POL 292d-303d: O problema da lei

ESTRANGEIRO — O problema que se apresenta, doravante, é, pois, necessariamente o seguinte: em qual dessas constituições reside a ciência do governo dos homens, a mais difícil e a maior de todas as ciências possíveis de se adquirir? Pois essa é a ciência que é necessário considerar se quisermos saber que rivais devemos afastar do rei competente, concorrentes que pretendem ser políticos, persuadindo a muitos de que o são, embora não o sejam de maneira alguma.

SÓCRATES, O JOVEM — Sim, segundo o que já se demonstrou na discussão, essa separação realmente se impõe.

ESTRANGEIRO — Muito bem! Poderemos acreditar que numa cidade toda a multidão seja capaz de adquirir essa ciência?

SÓCRATES, O JOVEM — Impossível.

ESTRANGEIRO — E será que numa cidade de mil habitantes, haveria cem ou cinquenta capazes de chegar a adquiri-la de maneira satisfatória?

SÓCRATES, O JOVEM — Nesse caso, a política seria a mais fácil de todas as artes; pois sabemos muito bem que em toda a Grécia não encontramos tal proporção, por mil, nem entre os campeões do jogo de damas, e muito menos a encontraríamos entre os reis. Pois só merecem, realmente, o título de rei os que possuem a ciência real, quer reinem ou não, como anteriormente dissemos.

ESTRANGEIRO — Tens razão em lembrar-me. A conclusão, pois, ao que me parece é de que a forma correta de governo é a de apenas um, de dois, ou de quando muito alguns, se é que esta forma correta possa realizar-se.

SÓCRATES, O JOVEM — Claro.

ESTRANGEIRO — E quer governem a favor ou contra a vontade do povo; quer se inspirem ou não em leis escritas; quer sejam ricos ou pobres, é necessário considerá-los chefes, de acordo com o nosso atual ponto de vista, desde que governem competentemente por qualquer forma de autoridade que seja. Assim como aos médicos, quer nos curem contra ou por nossa própria vontade, quer nos operem, cauterizem ou nos inflijam qualquer outro tratamento doloroso, quer sigam regras escritas ou as dispensem, quer sejam pobres ou ricos, não hesitamos absolutamente em chamá-los médicos, bastando para isso que suas prescrições sejam ditadas pela arte; que purificando-nos ou diminuindo nossa gordura por qualquer modo, ou, ao contrário, aumentando-a, pouco importa, eles o façam para o bem do corpo, melhorando seu estado, e que, como médicos, assegurem a saúde dos seres que lhes são confiados. Essa é, a meu ver, a única maneira de definir corretamente a medicina e qualquer outra arte.

SÓCRATES, O JOVEM — Certamente.

ESTRANGEIRO — Necessariamente, pois, parece

que entre todas as constituições, esta será absoluta e unicamente a exata, na qual os chefes seriam possuidores da ciência verdadeira e não de um simulacro de ciência; e esses chefes, quer se apóiem ou não em leis, quer sejam desejados ou apenas suportados, pobres ou ricos, nada disso assume a menor importância na apreciação desta norma exata.

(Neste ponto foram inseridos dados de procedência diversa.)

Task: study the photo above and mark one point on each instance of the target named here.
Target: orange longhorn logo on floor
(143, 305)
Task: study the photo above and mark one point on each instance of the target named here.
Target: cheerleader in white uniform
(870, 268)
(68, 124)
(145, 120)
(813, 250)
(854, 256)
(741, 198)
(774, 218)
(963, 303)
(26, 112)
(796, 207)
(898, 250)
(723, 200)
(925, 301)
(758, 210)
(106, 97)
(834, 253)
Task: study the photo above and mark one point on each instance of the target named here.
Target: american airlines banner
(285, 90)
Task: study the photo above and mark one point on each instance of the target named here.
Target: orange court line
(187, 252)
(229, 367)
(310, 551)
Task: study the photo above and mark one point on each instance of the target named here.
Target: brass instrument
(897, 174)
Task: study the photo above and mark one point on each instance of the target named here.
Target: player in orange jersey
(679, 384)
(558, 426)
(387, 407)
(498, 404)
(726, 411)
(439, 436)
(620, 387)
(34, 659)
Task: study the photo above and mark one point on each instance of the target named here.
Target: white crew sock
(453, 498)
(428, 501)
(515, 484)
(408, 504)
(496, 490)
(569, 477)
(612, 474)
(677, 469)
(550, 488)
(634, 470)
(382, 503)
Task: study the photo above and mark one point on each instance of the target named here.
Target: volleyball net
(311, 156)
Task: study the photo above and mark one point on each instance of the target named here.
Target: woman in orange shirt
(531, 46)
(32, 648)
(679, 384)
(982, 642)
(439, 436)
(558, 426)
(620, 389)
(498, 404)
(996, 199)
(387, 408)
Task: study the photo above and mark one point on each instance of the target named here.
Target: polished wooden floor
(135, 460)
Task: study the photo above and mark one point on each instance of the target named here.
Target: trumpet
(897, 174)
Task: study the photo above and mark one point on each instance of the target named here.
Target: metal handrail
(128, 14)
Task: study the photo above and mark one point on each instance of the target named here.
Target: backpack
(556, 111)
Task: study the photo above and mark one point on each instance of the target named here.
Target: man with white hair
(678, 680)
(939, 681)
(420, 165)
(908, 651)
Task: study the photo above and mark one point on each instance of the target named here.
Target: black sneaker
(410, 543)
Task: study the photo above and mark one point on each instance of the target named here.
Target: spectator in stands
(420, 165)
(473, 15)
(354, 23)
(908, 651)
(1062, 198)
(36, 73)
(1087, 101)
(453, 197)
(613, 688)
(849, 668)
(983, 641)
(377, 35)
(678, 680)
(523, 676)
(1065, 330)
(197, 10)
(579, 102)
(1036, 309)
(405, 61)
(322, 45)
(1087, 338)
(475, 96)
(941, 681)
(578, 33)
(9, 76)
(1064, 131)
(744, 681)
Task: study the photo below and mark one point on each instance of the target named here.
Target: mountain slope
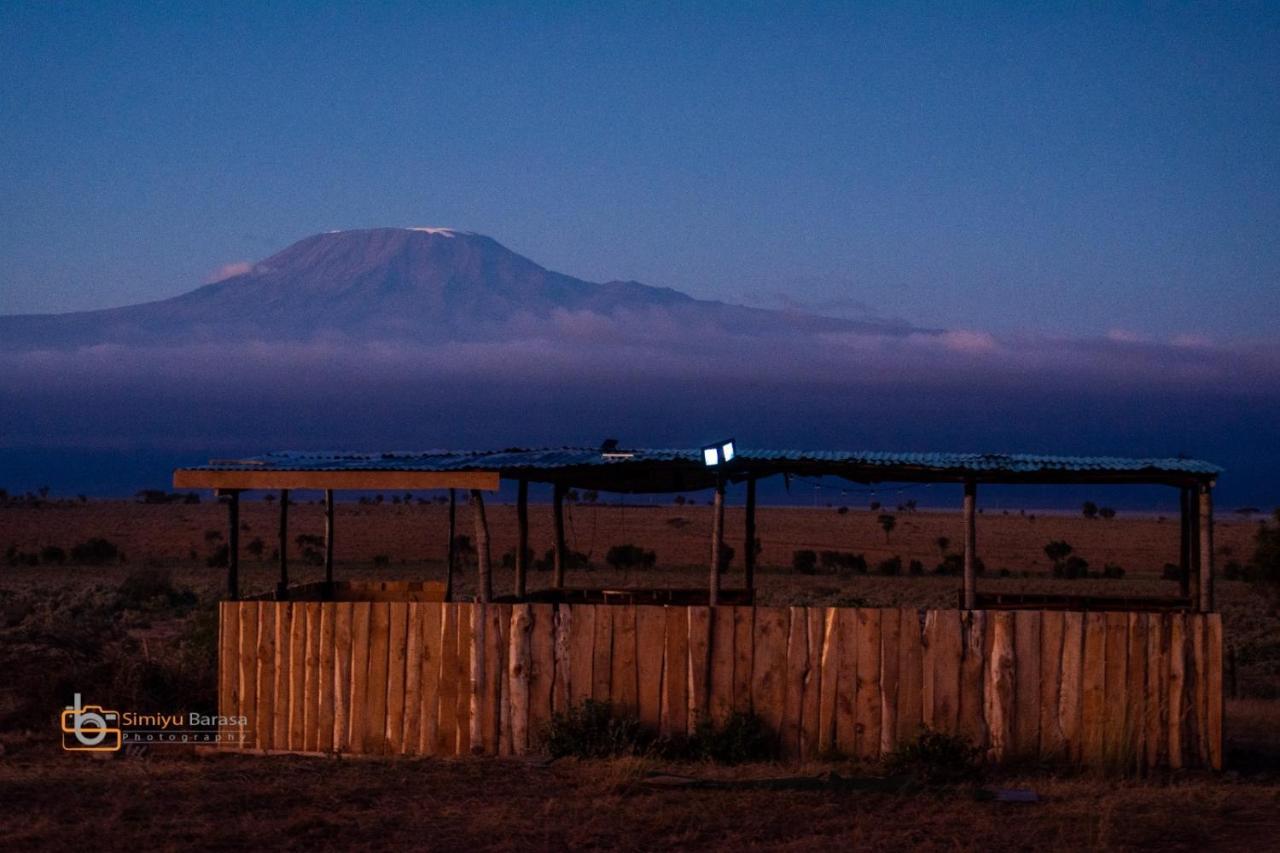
(425, 284)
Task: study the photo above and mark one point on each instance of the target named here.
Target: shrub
(888, 568)
(804, 561)
(96, 552)
(592, 730)
(844, 562)
(629, 556)
(936, 758)
(741, 738)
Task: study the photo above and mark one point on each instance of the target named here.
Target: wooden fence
(1115, 690)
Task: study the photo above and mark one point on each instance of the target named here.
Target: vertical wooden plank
(430, 662)
(397, 662)
(699, 665)
(1050, 747)
(1070, 696)
(891, 628)
(1136, 688)
(497, 625)
(798, 667)
(462, 678)
(1198, 693)
(846, 682)
(602, 653)
(828, 664)
(1214, 682)
(410, 735)
(944, 658)
(768, 665)
(973, 676)
(581, 638)
(297, 675)
(1116, 753)
(910, 673)
(622, 662)
(379, 666)
(542, 675)
(1027, 657)
(675, 702)
(1001, 689)
(311, 680)
(264, 721)
(327, 680)
(228, 669)
(1176, 690)
(449, 687)
(1095, 707)
(1156, 692)
(868, 702)
(722, 664)
(563, 658)
(342, 676)
(479, 633)
(809, 717)
(520, 662)
(650, 639)
(744, 647)
(247, 656)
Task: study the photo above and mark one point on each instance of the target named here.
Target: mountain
(425, 284)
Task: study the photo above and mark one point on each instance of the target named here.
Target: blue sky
(1083, 169)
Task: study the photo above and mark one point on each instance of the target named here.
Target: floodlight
(718, 454)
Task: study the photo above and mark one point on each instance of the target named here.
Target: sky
(1105, 169)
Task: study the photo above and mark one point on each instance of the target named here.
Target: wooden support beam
(1184, 543)
(328, 542)
(484, 576)
(1193, 547)
(970, 544)
(521, 537)
(453, 548)
(233, 546)
(282, 588)
(558, 518)
(749, 537)
(717, 541)
(1206, 548)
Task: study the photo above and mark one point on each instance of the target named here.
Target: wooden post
(1184, 544)
(717, 539)
(521, 538)
(452, 552)
(233, 546)
(558, 516)
(484, 576)
(970, 543)
(1206, 543)
(282, 588)
(328, 543)
(749, 553)
(1193, 548)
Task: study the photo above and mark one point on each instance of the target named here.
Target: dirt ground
(173, 798)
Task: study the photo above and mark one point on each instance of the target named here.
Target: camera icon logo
(90, 728)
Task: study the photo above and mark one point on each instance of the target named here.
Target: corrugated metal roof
(513, 461)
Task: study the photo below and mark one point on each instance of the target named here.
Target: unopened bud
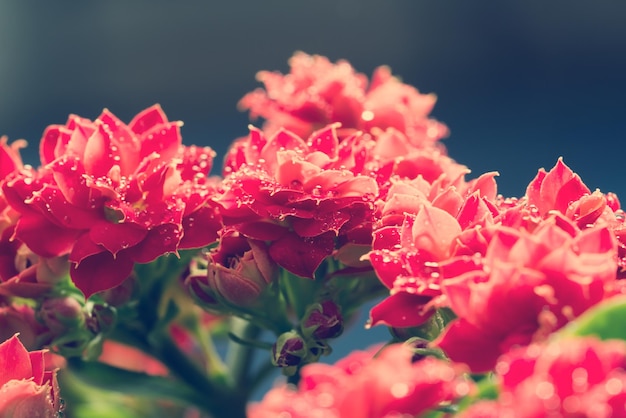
(289, 351)
(322, 321)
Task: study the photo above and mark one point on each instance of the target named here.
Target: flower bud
(322, 321)
(240, 269)
(289, 351)
(61, 314)
(102, 318)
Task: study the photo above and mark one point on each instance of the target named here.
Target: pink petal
(147, 119)
(116, 237)
(15, 361)
(401, 310)
(101, 271)
(466, 343)
(301, 256)
(32, 227)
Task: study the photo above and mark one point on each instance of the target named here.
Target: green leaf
(131, 383)
(605, 320)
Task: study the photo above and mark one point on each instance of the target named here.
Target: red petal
(116, 237)
(14, 361)
(387, 266)
(147, 119)
(466, 343)
(43, 237)
(161, 240)
(200, 228)
(301, 256)
(325, 140)
(97, 158)
(100, 272)
(401, 310)
(163, 139)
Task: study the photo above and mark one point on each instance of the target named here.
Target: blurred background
(519, 83)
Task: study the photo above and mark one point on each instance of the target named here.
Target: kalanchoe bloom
(298, 194)
(361, 385)
(322, 321)
(28, 389)
(21, 320)
(317, 92)
(405, 259)
(566, 378)
(237, 272)
(525, 287)
(110, 195)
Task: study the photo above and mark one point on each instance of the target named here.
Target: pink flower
(110, 195)
(317, 92)
(20, 319)
(361, 385)
(421, 224)
(566, 378)
(237, 272)
(525, 287)
(27, 388)
(298, 194)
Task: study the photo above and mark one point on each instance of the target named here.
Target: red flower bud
(289, 350)
(240, 269)
(323, 320)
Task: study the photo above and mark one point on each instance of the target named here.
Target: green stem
(240, 356)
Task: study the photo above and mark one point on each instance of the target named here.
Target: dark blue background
(519, 83)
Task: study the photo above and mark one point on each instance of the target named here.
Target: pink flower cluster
(512, 270)
(28, 387)
(566, 378)
(388, 384)
(109, 195)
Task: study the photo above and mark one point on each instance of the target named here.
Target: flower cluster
(28, 387)
(363, 385)
(122, 253)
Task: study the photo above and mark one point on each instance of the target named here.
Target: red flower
(237, 272)
(317, 92)
(421, 226)
(27, 388)
(390, 384)
(110, 195)
(297, 194)
(525, 287)
(566, 378)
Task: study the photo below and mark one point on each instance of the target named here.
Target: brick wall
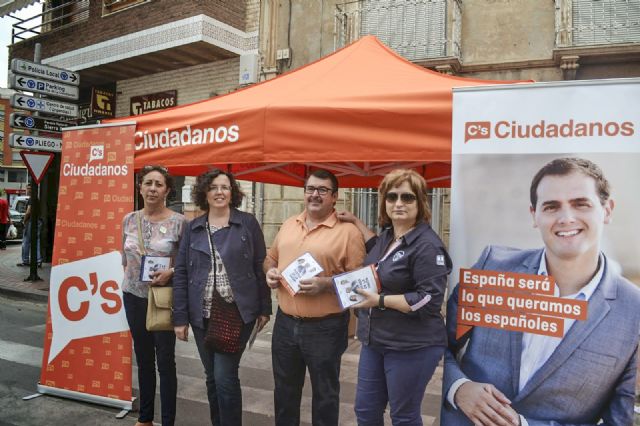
(97, 28)
(252, 15)
(193, 83)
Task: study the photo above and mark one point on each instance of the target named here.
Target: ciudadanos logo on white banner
(86, 300)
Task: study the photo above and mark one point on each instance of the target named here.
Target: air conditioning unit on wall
(249, 64)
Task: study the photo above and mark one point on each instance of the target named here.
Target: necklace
(399, 237)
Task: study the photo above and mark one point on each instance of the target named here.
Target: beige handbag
(160, 298)
(159, 309)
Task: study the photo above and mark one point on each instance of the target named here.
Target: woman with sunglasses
(401, 329)
(151, 233)
(220, 262)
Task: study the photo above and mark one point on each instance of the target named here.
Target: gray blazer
(590, 376)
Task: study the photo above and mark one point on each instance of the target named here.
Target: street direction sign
(21, 66)
(48, 106)
(37, 163)
(37, 143)
(36, 85)
(24, 121)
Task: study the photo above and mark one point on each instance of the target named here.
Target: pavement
(12, 277)
(13, 284)
(255, 368)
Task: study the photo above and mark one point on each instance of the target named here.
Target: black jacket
(242, 249)
(418, 269)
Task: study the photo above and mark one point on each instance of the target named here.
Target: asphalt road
(21, 340)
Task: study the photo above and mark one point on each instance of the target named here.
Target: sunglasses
(147, 169)
(405, 197)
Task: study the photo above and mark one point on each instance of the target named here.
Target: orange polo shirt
(337, 246)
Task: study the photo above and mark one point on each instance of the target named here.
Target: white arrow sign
(37, 143)
(31, 84)
(47, 106)
(50, 73)
(37, 163)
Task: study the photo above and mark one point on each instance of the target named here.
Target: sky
(5, 37)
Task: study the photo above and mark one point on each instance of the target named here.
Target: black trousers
(316, 345)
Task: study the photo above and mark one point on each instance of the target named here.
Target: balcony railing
(50, 19)
(597, 22)
(416, 29)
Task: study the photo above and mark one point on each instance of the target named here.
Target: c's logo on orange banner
(108, 291)
(477, 130)
(88, 302)
(96, 153)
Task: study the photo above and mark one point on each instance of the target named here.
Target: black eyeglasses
(405, 197)
(322, 190)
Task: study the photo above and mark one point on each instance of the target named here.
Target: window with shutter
(605, 22)
(416, 29)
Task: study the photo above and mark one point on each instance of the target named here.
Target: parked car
(17, 217)
(20, 203)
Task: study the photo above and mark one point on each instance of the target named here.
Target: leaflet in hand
(364, 278)
(151, 264)
(300, 269)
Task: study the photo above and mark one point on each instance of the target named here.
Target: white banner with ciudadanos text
(544, 208)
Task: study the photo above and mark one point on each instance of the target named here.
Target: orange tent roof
(359, 112)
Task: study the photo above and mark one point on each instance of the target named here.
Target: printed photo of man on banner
(544, 310)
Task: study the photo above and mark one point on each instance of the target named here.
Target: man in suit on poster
(499, 377)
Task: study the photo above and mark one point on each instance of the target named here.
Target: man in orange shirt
(310, 329)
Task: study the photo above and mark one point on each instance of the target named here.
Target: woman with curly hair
(219, 265)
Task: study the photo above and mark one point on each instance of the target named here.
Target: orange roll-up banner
(87, 348)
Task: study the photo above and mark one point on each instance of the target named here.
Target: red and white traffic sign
(37, 163)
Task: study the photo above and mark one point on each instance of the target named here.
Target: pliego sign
(24, 121)
(21, 66)
(36, 143)
(37, 85)
(47, 106)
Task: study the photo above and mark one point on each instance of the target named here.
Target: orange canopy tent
(359, 112)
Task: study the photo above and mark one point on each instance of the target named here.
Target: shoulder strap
(143, 250)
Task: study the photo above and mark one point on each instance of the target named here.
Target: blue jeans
(223, 384)
(26, 242)
(397, 377)
(317, 345)
(150, 346)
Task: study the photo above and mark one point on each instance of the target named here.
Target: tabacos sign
(543, 129)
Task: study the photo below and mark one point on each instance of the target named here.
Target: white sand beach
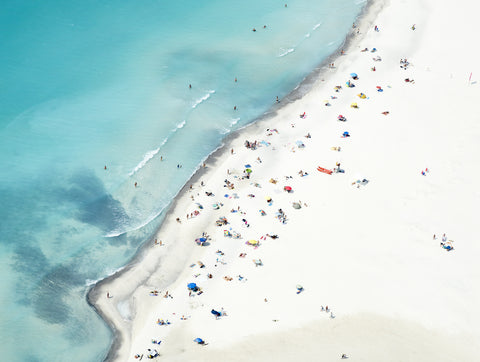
(362, 242)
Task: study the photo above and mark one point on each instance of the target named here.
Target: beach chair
(257, 262)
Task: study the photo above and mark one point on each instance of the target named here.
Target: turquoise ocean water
(87, 84)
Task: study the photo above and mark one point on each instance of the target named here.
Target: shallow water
(89, 84)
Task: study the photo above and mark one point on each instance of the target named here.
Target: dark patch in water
(30, 260)
(49, 295)
(95, 206)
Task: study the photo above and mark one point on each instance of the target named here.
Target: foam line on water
(203, 99)
(285, 52)
(151, 154)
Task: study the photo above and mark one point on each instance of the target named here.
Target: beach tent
(324, 170)
(215, 313)
(192, 286)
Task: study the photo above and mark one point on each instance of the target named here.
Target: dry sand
(365, 250)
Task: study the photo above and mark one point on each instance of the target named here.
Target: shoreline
(367, 14)
(370, 253)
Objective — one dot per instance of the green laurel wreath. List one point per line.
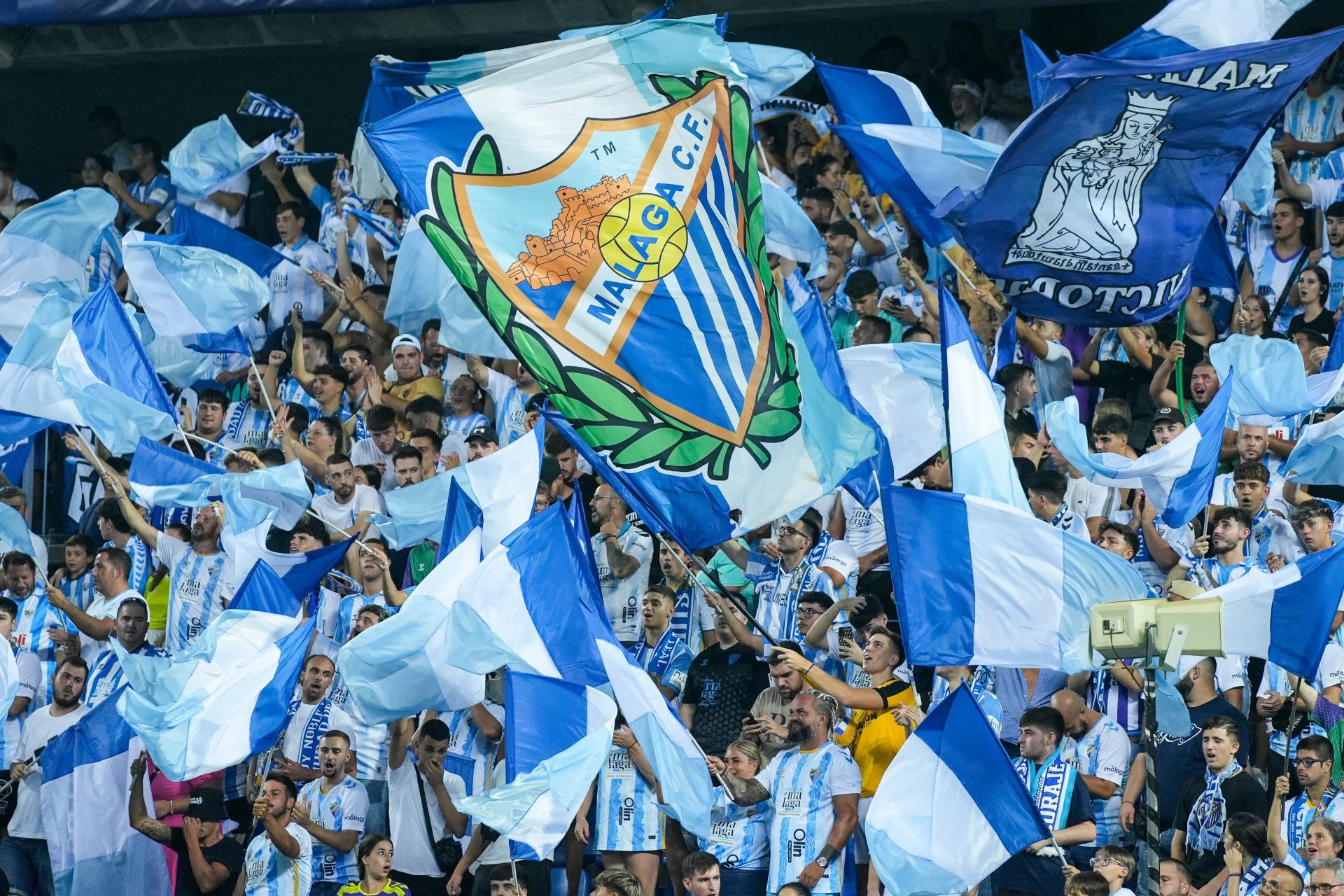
(608, 414)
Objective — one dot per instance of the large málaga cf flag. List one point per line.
(1094, 210)
(601, 206)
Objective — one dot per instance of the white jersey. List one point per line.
(344, 808)
(628, 817)
(863, 528)
(803, 786)
(269, 872)
(622, 597)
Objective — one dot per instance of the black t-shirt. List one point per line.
(1042, 875)
(1179, 760)
(721, 685)
(1241, 793)
(227, 852)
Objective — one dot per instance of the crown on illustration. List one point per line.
(1148, 104)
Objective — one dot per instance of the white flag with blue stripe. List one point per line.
(502, 484)
(556, 739)
(27, 382)
(188, 292)
(901, 388)
(1319, 456)
(981, 583)
(85, 780)
(981, 460)
(1284, 617)
(52, 239)
(102, 368)
(211, 153)
(949, 809)
(788, 230)
(226, 696)
(1176, 477)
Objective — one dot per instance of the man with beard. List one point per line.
(765, 722)
(332, 811)
(813, 789)
(1179, 757)
(23, 855)
(201, 573)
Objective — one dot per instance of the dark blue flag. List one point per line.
(1096, 209)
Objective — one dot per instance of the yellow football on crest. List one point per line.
(643, 237)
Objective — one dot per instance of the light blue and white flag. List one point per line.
(424, 288)
(981, 460)
(162, 476)
(1270, 379)
(188, 292)
(1205, 24)
(901, 388)
(211, 153)
(52, 241)
(555, 743)
(93, 846)
(743, 422)
(1176, 477)
(1280, 615)
(769, 70)
(979, 582)
(401, 665)
(864, 96)
(788, 230)
(918, 167)
(1319, 456)
(974, 812)
(225, 697)
(502, 484)
(102, 368)
(27, 382)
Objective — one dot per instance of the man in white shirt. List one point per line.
(340, 507)
(290, 282)
(23, 855)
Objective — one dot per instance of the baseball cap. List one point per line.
(1167, 414)
(862, 282)
(483, 434)
(206, 804)
(841, 229)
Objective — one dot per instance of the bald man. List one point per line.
(1100, 750)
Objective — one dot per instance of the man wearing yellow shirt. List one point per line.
(883, 718)
(410, 383)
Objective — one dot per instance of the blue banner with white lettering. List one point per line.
(1096, 209)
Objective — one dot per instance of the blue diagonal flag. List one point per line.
(1176, 477)
(192, 229)
(1280, 615)
(211, 153)
(981, 460)
(191, 293)
(101, 365)
(1096, 210)
(52, 239)
(979, 582)
(956, 769)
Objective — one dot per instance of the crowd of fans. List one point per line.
(797, 735)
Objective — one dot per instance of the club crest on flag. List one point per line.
(1086, 216)
(638, 242)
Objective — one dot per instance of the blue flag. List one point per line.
(1096, 210)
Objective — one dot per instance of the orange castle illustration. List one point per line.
(571, 245)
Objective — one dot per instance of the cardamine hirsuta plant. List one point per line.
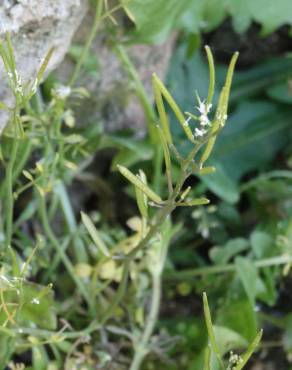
(35, 130)
(201, 128)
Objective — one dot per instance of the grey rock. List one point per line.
(35, 27)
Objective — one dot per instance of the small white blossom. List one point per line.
(186, 122)
(63, 92)
(35, 301)
(199, 132)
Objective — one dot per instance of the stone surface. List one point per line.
(36, 26)
(112, 97)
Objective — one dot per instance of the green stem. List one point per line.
(160, 218)
(85, 51)
(203, 271)
(141, 349)
(140, 91)
(9, 192)
(63, 256)
(79, 248)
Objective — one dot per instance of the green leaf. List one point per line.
(136, 181)
(222, 255)
(155, 19)
(262, 244)
(37, 305)
(237, 314)
(211, 333)
(246, 356)
(94, 234)
(247, 273)
(281, 92)
(222, 185)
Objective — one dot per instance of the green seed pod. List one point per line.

SÓCRATES, O JOVEM — Muito bem.

ESTRANGEIRO — É indiferente também que eles sejam obrigados a matar ou exilar alguém a fim de purificar e sanear a cidade; que exportem emigrantes como enxames de abelhas, para tornar menor a população, ou importem pessoas do estrangeiro, concedendo-lhes cidadania, a fim de torná-la maior. Enquanto se valerem da ciência e da justiça, a fim de conservá-la, tornando-a a melhor possível, e por semelhantes termos definida, uma constituição deve ser, para nós, a única constituição correta. Quanto às demais, que mencionamos, acreditamos não serem constituições legítimas, nem verdadeiras: não passam de imitações que, se produzem boas leis, é por serem apenas cópia dos melhores traços desta constituição correta, e, em caso contrário, por copiar-lhe os seus piores traços.